Reference:
L. Busoniu,
B. De Schutter,
R. Babuska, and
D. Ernst,
"Using prior knowledge to accelerate online least-squares policy
iteration," Proceedings of the 2010 IEEE International Conference
on Automation, Quality and Testing, Robotics (AQTR 2010),
Cluj-Napoca, Romania, 6 pp., May 2010. Paper A-S2-1/3005.
Abstract:
Reinforcement learning (RL) is a promising paradigm for learning
optimal control. Although RL is generally envisioned as working
without any prior knowledge about the system, such knowledge is often
available and can be exploited to great advantage. In this paper, we
consider prior knowledge about the monotonicity of the control policy
with respect to the system states, and we introduce an approach that
exploits this type of prior knowledge to accelerate a state-of-the-art
RL algorithm called online least-squares policy iteration (LSPI).

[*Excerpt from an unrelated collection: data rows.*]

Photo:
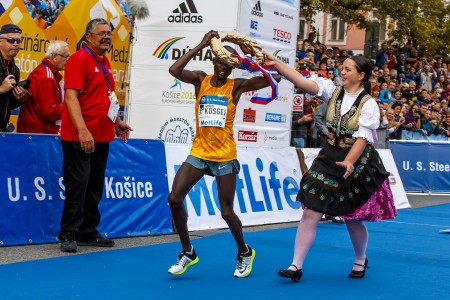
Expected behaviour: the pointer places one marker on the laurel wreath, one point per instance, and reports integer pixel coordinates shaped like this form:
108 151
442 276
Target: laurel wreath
247 45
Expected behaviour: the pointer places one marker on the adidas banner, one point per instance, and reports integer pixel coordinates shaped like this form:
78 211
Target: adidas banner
177 27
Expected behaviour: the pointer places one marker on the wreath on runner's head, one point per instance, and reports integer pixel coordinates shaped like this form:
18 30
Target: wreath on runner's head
242 41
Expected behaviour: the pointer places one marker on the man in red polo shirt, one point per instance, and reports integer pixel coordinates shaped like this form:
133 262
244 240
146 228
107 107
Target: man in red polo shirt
90 115
41 113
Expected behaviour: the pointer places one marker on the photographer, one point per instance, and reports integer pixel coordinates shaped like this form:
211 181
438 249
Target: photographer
413 119
12 94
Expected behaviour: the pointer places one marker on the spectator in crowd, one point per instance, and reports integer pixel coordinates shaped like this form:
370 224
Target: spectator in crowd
330 74
301 53
90 115
41 113
411 75
410 93
47 14
426 127
12 94
329 52
323 178
401 64
299 128
397 96
427 76
213 152
323 68
412 119
387 95
446 125
413 56
31 8
40 22
395 122
390 58
380 56
376 93
60 8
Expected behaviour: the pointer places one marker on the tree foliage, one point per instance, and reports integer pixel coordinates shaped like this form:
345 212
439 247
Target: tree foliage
424 22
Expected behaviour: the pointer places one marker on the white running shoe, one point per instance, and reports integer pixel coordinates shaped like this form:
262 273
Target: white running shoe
245 263
184 261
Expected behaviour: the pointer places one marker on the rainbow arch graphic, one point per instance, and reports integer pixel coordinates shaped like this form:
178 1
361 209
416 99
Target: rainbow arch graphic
161 51
276 53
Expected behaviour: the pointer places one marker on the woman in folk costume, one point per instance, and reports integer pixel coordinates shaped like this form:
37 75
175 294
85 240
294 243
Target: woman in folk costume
347 178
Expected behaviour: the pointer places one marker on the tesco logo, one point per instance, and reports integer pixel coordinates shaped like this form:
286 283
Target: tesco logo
281 35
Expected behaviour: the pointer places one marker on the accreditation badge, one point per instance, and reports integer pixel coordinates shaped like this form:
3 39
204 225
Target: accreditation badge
212 111
113 107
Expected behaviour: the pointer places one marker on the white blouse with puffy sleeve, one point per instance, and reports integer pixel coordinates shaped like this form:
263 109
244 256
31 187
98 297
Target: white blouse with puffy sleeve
368 121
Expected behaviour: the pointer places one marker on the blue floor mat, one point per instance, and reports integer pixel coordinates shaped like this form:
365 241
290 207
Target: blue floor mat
408 259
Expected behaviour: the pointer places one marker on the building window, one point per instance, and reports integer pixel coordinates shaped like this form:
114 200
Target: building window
302 26
337 29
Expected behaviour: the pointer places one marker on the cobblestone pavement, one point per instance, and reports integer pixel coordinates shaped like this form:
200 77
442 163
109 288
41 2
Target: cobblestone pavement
14 254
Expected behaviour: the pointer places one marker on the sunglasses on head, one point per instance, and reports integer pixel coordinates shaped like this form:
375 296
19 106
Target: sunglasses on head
12 40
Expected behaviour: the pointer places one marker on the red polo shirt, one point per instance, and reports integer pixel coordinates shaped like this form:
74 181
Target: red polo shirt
44 104
84 74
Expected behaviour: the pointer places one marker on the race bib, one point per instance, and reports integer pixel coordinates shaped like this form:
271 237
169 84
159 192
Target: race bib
213 111
113 107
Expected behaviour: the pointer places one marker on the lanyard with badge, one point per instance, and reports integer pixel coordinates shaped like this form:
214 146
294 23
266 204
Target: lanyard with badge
114 103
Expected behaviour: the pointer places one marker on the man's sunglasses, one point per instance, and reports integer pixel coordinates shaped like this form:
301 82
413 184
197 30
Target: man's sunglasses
12 40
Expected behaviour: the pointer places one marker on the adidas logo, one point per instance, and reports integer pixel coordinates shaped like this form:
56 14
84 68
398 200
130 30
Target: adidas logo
256 11
185 13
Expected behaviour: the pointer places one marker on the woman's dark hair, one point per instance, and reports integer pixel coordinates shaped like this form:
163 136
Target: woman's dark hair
363 65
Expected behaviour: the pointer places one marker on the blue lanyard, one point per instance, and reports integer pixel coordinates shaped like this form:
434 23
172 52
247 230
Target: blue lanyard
101 67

Monotonic policies are appropriate for important classes of systems
appearing in control applications. LSPI is a data-efficient RL
algorithm that we previously extended to online learning, but that did
not provide until now a way to use prior knowledge about the policy.
In an empirical evaluation, online LSPI with prior knowledge learns
much faster and more reliably than the original online LSPI.